Escrito por Branca de Cameira

Fátima - in Contos Populares e Lendas, coligidas por José Leite de Vasconcelos, coordenação de Alda da Silva Soromenho e Paulo Caratão Soromenho, edição Por Ordem da Universidade - Coimbra, 1966, II vol. Pp. 775 - 782

(Escrito por Branca de Cameira. Oferecido por D. Ana de Castro Osório. Fátima nas lendas de mouros: também em Wolf, Primavera, nº. 84-a, p. ,67).

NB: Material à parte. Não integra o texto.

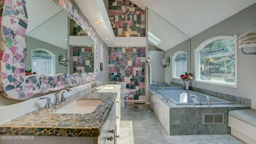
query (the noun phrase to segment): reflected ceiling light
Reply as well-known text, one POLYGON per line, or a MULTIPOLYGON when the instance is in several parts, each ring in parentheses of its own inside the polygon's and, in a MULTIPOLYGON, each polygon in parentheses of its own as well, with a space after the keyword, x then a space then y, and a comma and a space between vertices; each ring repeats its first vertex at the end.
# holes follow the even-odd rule
POLYGON ((99 23, 100 23, 100 22, 98 21, 94 21, 94 23, 96 24, 99 24, 99 23))
POLYGON ((152 42, 153 44, 157 46, 161 42, 162 42, 162 40, 161 40, 159 39, 156 36, 154 36, 154 35, 152 34, 151 32, 148 32, 148 40, 152 42))

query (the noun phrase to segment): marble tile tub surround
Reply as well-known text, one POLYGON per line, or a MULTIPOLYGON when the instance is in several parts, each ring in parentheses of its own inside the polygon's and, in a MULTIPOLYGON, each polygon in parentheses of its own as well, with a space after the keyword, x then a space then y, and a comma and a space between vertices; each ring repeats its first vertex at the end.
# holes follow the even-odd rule
POLYGON ((0 125, 0 134, 55 136, 98 136, 114 105, 120 85, 113 89, 88 89, 66 98, 66 101, 50 109, 40 108, 0 125), (76 99, 103 99, 91 114, 53 113, 76 99))
MULTIPOLYGON (((94 48, 97 56, 98 42, 96 34, 85 21, 82 15, 74 8, 69 0, 54 0, 67 12, 70 17, 86 30, 96 41, 94 48)), ((27 99, 34 94, 48 92, 66 86, 74 85, 97 79, 97 67, 94 72, 83 74, 59 74, 51 76, 38 74, 26 76, 25 64, 27 57, 25 34, 28 26, 26 0, 8 0, 0 1, 0 28, 3 32, 5 47, 0 50, 1 91, 8 98, 27 99)), ((95 58, 97 65, 97 57, 95 58)))
POLYGON ((150 106, 170 135, 230 134, 230 128, 228 126, 228 111, 250 109, 250 107, 238 103, 196 106, 192 104, 176 105, 170 101, 167 103, 163 102, 162 95, 155 90, 150 90, 149 95, 150 106), (164 113, 164 116, 169 115, 168 118, 161 119, 159 117, 159 106, 164 108, 164 113, 164 113), (202 124, 204 113, 224 113, 224 124, 202 124))
POLYGON ((125 104, 118 144, 245 144, 230 134, 170 136, 149 105, 125 104))
POLYGON ((194 88, 193 87, 190 88, 190 89, 195 92, 200 92, 206 94, 209 94, 210 95, 216 96, 224 100, 228 100, 238 103, 241 104, 242 105, 247 106, 251 106, 251 99, 250 99, 241 98, 228 94, 222 94, 220 92, 204 90, 200 88, 194 88))

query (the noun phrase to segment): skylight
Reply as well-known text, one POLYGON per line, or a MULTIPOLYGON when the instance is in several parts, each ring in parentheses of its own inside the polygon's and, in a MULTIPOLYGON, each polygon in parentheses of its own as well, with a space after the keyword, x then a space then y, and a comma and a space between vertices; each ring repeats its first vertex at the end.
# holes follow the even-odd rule
POLYGON ((162 42, 162 40, 158 37, 154 35, 151 32, 148 32, 148 40, 156 45, 158 45, 162 42))

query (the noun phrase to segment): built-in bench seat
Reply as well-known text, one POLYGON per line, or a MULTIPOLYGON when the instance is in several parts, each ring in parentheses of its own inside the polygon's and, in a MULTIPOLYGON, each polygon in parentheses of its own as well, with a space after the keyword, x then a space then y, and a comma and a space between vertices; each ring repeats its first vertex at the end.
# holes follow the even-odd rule
POLYGON ((228 112, 231 134, 247 144, 256 144, 256 110, 251 109, 228 112))

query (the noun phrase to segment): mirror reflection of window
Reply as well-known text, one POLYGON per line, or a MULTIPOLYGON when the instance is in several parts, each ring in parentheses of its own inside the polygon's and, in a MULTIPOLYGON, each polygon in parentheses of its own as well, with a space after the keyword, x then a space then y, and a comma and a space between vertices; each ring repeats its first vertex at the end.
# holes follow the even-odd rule
POLYGON ((180 78, 180 76, 187 72, 187 53, 184 51, 176 52, 172 57, 173 77, 180 78))
POLYGON ((202 46, 199 54, 200 80, 235 83, 234 40, 214 40, 202 46))
POLYGON ((55 56, 53 53, 46 49, 40 49, 32 50, 31 54, 33 72, 49 76, 55 74, 55 56))

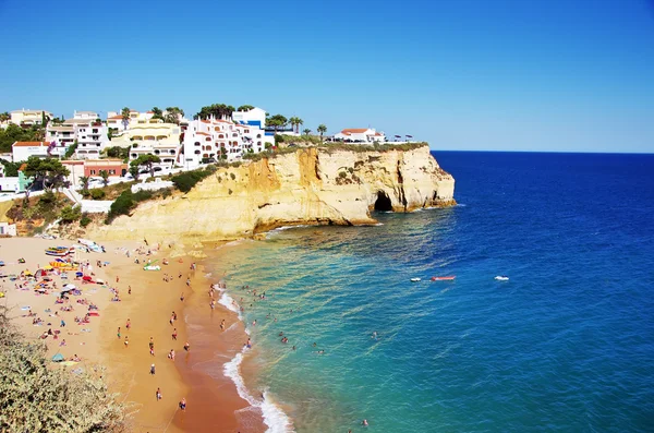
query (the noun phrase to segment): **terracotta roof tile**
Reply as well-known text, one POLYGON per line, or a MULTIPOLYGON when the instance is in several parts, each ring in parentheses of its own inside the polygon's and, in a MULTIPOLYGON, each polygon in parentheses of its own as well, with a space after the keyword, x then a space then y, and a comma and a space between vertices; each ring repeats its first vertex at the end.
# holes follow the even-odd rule
POLYGON ((31 147, 31 146, 41 146, 48 147, 50 143, 48 142, 15 142, 13 144, 14 147, 31 147))

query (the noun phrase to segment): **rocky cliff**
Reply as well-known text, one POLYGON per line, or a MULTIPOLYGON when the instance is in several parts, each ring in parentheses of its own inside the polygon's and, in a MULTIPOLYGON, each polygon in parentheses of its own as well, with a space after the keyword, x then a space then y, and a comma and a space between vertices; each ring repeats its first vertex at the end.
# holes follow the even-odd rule
POLYGON ((98 227, 97 239, 217 241, 275 227, 374 224, 371 211, 447 206, 455 179, 427 146, 366 152, 303 148, 218 169, 187 194, 146 202, 98 227))

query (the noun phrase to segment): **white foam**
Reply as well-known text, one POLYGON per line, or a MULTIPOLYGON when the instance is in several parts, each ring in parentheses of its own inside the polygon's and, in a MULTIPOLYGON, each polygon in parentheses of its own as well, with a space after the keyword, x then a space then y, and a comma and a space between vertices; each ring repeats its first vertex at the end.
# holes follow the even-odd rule
POLYGON ((289 417, 281 410, 272 400, 267 389, 262 393, 262 399, 254 398, 245 388, 243 377, 239 372, 241 362, 243 362, 243 353, 247 350, 244 348, 242 352, 237 353, 234 359, 225 364, 225 375, 231 378, 237 385, 239 396, 247 401, 252 407, 259 408, 264 414, 264 423, 268 426, 267 433, 287 433, 294 432, 293 424, 289 417))

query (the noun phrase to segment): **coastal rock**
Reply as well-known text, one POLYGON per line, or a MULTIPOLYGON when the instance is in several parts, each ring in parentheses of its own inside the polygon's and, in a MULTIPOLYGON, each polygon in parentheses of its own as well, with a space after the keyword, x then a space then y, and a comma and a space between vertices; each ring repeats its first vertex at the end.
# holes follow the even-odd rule
POLYGON ((371 211, 449 206, 453 191, 455 179, 426 145, 384 152, 302 148, 218 169, 189 193, 143 203, 89 236, 206 242, 281 226, 375 224, 371 211))

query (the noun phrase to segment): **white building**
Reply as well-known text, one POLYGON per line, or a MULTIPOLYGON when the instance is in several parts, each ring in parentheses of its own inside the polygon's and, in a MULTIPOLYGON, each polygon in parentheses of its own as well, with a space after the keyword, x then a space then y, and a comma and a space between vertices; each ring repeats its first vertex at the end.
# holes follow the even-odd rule
POLYGON ((72 119, 60 125, 48 124, 46 140, 55 143, 50 149, 52 156, 63 157, 75 141, 75 157, 80 159, 97 159, 100 152, 109 144, 107 127, 97 122, 98 115, 93 111, 75 111, 72 119))
POLYGON ((234 111, 232 112, 232 120, 234 123, 249 124, 263 130, 266 128, 266 110, 254 107, 247 111, 234 111))
POLYGON ((138 112, 136 110, 130 110, 130 118, 123 119, 122 113, 119 111, 107 112, 107 127, 118 130, 118 132, 129 130, 137 124, 146 123, 161 123, 160 119, 154 119, 155 113, 153 111, 138 112))
POLYGON ((26 110, 26 109, 21 109, 21 110, 14 110, 11 112, 11 122, 14 124, 27 124, 27 125, 33 125, 33 124, 40 124, 44 118, 44 115, 50 119, 53 119, 55 116, 52 116, 52 113, 50 111, 45 111, 45 110, 26 110))
POLYGON ((15 142, 11 145, 13 161, 26 161, 31 156, 47 158, 49 145, 47 142, 15 142))
POLYGON ((372 128, 346 129, 334 135, 334 140, 349 143, 384 143, 386 135, 372 128))
POLYGON ((241 160, 244 153, 259 153, 274 141, 256 125, 225 119, 193 120, 184 132, 184 167, 192 169, 220 159, 241 160))

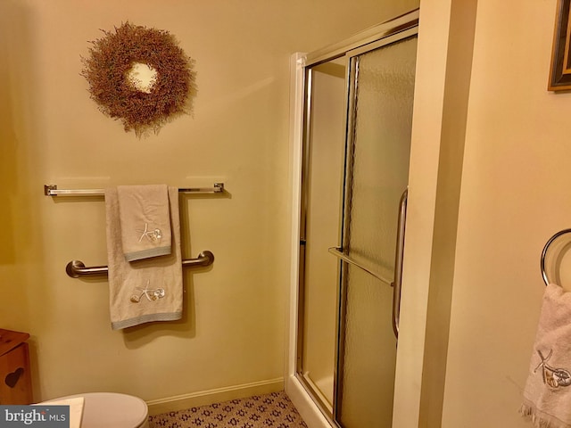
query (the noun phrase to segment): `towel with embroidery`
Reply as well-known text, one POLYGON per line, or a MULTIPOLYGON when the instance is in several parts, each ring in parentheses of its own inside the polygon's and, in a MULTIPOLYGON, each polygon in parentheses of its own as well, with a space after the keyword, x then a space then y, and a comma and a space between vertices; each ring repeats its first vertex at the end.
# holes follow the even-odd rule
POLYGON ((134 261, 170 254, 167 185, 120 185, 117 194, 125 259, 134 261))
POLYGON ((182 317, 183 278, 180 250, 178 189, 168 188, 170 254, 137 261, 123 255, 120 206, 116 188, 105 189, 107 261, 112 328, 119 330, 153 321, 182 317))
POLYGON ((520 413, 541 428, 571 428, 571 292, 550 284, 520 413))

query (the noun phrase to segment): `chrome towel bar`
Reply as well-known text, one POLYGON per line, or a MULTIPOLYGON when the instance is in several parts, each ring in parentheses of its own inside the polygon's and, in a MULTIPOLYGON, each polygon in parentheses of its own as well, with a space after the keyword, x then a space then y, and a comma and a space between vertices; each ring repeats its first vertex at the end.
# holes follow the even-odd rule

Houve uma vez um rei moiro que vivia e governava em Manteigas. Possuía muitos e valiosos tesouros, e tinha uma filha muito bonita, chamada Fátima, a quem ele estremecia e amava loucamente.
Os Cristãos odiavam o rei moiro. e por isso faziam todas as diligências e empregavam todos os meios para cativarem a bela princesa, para conquistarem os seus domínios e para se apoderarem das suas riquezas, que eram enormes.
O rei, entrincheirado na vila, defendia-se das correrias e ataques dos seus inimigos, e neste sentido empregava todos os meios de resistência. Pensando, porém, que mais tarde ou mais cedo seria vencido e cairia no poder dos Cristãos, tratou de arranjar as suas malas, onde meteu os seus tesouros e todas as jóias e valores que tinha no seu palácio.
Num certo dia foi atacado por um poderoso exército de Cristãos, e ele, vendo que não poderia resistir por muito tempo, resolveu fugir e abandonar Manteigas. Numa noite muito escura, a fim de não poder ser visto nem pressentido pelos Cristãos, fugiu pelas mais ocultas e intransitáveis veredas da Serra da Estrela, levando consigo a sua querida e formosa filha, os seus vassalos e os seus tesouros.
Andaram e andaram muito, tropeçando aqui, caindo além, e quando estava prestes a romper a manhã, a linda e encantadora Fátima, de cansada, tinha desfalecido. Imagine-se o desgosto de D. Kalibab, que assim se chamava o rei moiro! Via a sua filha, tão amada e de tão surpreendente formosura e beleza, descalça, com os pés feridos a gotejarem sangue, e desfalecida e dominada por um invencível cansaço! Todos estiveram parados, durante algum tempo, sem saberem o que haviam de fazer, e a pensarem na sua triste sorte, quando esta, ainda havia bem poucas horas, tinha sido tão feliz.
O rei, apesar de guerreiro e austero, chorava como uma criança, e suplicava ao seu Alá, que era o seu Deus, que o protegesse naquela crítica situação, e que reanimasse sua idolatrada filha para continuarem a fuga.
Os passos dos lobos e das raposas que, a pequena distância deles, eram muitos, o sibilo do vento, que se quebrava e dividia nas anfractuosidades da gigantesca serra, pareciam-lhes os passos dos Cristãos que os perseguiam e os vinham roubar e matar.
D Kalibab, desvairado, passeava de um para outro lado neste sítio pedregoso e cheio de mato, e viu que na sua frente se abria uma formosa estrada, orlada de árvores e jardins, calcetada de pedras muito finas. Deu um ai, cheio de alegria, olhou pela estrada fora e viu que a distância não grande oscilava uma luz muito clara que iluminava tão bem construído quão formoso caminho. O Deus dos Moiros, que realmente é o mesmo que o Deus das Cristãos, porque Deus é um só, tinha ouvido as súplicas de um pai amantíssimo e atribulado.
Aquela estrada e aquela luz foram, para todos, um sinal de salvação. A esperança de se ver livre de perigos e de uma morte certa reanimou Fátima, que chamou a si todas as energias e que, com a rapidez do relâmpago, se levantou e se pôs a caminho.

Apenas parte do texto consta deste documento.